SMArt 155 is a German 155 mm artillery round, designed for a long range, indirect fire top attack role against armoured vehicles.  The SMArt carrier shell contains two submunitions with infrared sensor and millimeter wave radar, which descend over the battlefield on ballutes and attack hardened targets with explosively formed penetrator warheads.  Built with multiple redundant self-destruct mechanisms. They fall outside of the category of submunition weapons which were later prohibited by the 2008 Convention on Cluster Munitions.

The name SMArt 155 is a contraction of its German name Suchzünder Munition für die Artillerie 155 (meaning "sensor-fuse munition for 155mm artillery").  SMArt is manufactured by GIWS mbh (Gesellschaft für Intelligente WirkSysteme mbH), a partnership between German armaments companies Rheinmetall and Diehl BGT Defence.

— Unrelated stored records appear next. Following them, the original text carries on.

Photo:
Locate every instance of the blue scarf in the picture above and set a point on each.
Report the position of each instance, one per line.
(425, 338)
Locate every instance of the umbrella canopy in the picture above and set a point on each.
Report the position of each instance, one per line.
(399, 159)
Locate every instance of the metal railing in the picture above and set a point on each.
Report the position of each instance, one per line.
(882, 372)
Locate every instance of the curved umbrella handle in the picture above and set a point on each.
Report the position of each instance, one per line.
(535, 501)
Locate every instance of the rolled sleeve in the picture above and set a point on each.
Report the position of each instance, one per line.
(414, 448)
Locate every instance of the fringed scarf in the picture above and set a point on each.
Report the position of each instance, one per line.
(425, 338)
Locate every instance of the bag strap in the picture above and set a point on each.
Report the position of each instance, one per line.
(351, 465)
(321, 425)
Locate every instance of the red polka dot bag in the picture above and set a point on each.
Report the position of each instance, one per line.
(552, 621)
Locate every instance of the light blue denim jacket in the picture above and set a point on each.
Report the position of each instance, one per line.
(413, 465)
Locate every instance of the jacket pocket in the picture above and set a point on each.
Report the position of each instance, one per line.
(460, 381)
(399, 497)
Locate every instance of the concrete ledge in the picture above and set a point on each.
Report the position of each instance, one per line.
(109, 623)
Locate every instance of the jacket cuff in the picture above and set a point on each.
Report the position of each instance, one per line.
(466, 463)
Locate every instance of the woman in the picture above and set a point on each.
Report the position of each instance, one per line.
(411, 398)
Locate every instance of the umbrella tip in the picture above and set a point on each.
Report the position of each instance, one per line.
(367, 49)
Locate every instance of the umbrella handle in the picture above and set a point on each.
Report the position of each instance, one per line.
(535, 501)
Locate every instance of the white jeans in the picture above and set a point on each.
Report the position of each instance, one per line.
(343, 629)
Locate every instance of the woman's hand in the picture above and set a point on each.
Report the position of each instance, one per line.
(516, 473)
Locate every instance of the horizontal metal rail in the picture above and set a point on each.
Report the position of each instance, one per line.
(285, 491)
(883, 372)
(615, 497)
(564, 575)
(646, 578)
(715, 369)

The projectile entered development in 1989, and GIWS started full-rate production for the German Army in 1997. SMArt was first deployed by the Bundeswehr in 2000, and has been sold to the armies of Switzerland, Greece and Australia.

Design

SMArt 155 is a 155 mm NATO artillery round designed to be fired from the Panzerhaubitze 2000 and the M109 howitzers, including the Paladin variant. It consists of a  heavy artillery projectile containing two autonomous, sensor-fused, fire-and-forget submunitions. The submunitions each contain a high-penetration EFP warhead for use against heavy armoured fighting vehicles such as main battle tanks. The EFP warhead uses a heavy metal liner.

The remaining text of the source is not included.